Multiple Disciplines need to be Included
Therefore, it follows that one of the most significant problems facing our generation does not fit neatly inside the framework of the nation-state paradigm. As a result of recent developments in the study of ice cores extracted from glaciers in the process of melting, humans now have the ability to examine the history of their planet dating back thousands of years. As a result of the development and rising popularity of earth sciences such as geology, geophysics, and others, a substantial amount of information has been reduced to the form of numbers, which can then be included into statistical models that predict the future and expose its contents. When the Treaty of Westphalia was written, humans had a very difficult time predicting the weather; but, they are today able to predict weather and climate-related catastrophes with a high degree of accuracy. It is just this kind of technological advancement that has made it possible for people to properly comprehend the magnitude of the climatic catastrophe that the planet is currently facing.

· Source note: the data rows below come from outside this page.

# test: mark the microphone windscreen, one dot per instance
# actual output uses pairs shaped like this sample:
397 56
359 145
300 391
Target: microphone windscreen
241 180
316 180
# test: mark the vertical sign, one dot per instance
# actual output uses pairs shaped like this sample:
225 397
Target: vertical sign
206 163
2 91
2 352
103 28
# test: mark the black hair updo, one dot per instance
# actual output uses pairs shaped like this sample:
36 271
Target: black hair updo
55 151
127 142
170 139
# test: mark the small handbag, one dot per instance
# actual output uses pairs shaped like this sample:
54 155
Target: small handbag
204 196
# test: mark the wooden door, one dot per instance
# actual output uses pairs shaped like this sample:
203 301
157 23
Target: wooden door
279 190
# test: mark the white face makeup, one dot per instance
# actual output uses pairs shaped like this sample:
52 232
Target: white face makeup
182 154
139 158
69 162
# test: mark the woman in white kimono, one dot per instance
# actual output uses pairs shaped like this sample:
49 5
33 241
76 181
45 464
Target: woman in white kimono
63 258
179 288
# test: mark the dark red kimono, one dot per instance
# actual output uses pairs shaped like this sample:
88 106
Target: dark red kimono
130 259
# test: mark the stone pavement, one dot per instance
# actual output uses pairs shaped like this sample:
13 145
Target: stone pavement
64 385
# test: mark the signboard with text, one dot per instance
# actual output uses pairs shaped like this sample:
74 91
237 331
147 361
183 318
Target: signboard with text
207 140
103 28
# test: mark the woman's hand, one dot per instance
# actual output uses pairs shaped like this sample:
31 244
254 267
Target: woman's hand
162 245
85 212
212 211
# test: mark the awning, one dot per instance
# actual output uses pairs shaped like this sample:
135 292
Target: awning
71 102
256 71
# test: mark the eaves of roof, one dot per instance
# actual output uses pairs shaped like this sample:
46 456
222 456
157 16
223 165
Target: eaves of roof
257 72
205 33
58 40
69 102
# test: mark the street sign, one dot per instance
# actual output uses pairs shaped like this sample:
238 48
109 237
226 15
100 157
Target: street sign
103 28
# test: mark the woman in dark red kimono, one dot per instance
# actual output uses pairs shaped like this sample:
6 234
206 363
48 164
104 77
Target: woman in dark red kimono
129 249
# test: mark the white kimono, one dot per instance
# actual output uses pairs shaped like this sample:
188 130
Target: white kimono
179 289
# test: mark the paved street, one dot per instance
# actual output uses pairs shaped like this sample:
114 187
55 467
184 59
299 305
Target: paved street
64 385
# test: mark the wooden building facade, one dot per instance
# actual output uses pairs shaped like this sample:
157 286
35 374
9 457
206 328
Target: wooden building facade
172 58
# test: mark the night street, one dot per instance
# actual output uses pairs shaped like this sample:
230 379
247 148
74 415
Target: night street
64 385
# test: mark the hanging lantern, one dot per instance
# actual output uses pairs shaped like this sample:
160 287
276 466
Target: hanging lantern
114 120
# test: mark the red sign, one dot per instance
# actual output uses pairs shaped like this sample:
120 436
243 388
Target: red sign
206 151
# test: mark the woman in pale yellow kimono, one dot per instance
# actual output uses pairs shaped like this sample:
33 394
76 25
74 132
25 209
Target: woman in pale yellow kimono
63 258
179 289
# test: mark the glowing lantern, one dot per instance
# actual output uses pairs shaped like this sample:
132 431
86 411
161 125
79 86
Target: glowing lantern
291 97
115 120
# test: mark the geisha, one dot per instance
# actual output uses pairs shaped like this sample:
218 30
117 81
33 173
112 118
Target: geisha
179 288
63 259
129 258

Earth – A Political Entity
Even if wars like the one in Ukraine appear to highlight the significance of the nation state, and the construction of fortress-like border barriers suggests as literal a meaning of the nation state as could possibly be, it is possible that this is the nation state’s last gasp. The concept that the earth should be regarded as a political entity, with its borders and overall health serving as the foundation for international cooperation, is a central tenet of the environmental movement. The evaluation of time on the scale of millennia that has been made possible by scientific advancements and supercomputers sheds light on the necessity of new political units that place an emphasis on the interconnection of everyone and everything on the planet. There is evidence to suggest that the Covid-19 epidemic was also caused by rising temperatures. This has brought attention to the fact that nations have not yet devised a coordinated response.
One – Nation States Failed
It is unavoidable that we will eventually transition from nation-state cooperation to global cooperation. The long view of our world, as attested to by the ice cores of glaciers, has revealed what the earth was like a very long time before people even existed. The temperature of the globe is rising, habitats are disappearing, and a potential ecological disaster is being actively pursued and played with at every available chance. The type of political organisation that is based on nation states has not created the capacity to control the most significant hazard that our planet is currently facing. It’s possible that you should think about getting a new one.
Since the beginning of human history on Earth, people have been a major consumer of the world’s resources, and over the course of the past several decades, they have also released an excessive amount of carbon dioxide into the atmosphere of the planet. Even in the present day, countries with rapidly expanding economies like India and China are not interested in making a commitment to reduce their carbon emissions because they are afraid that this will cause their economies to grow more slowly.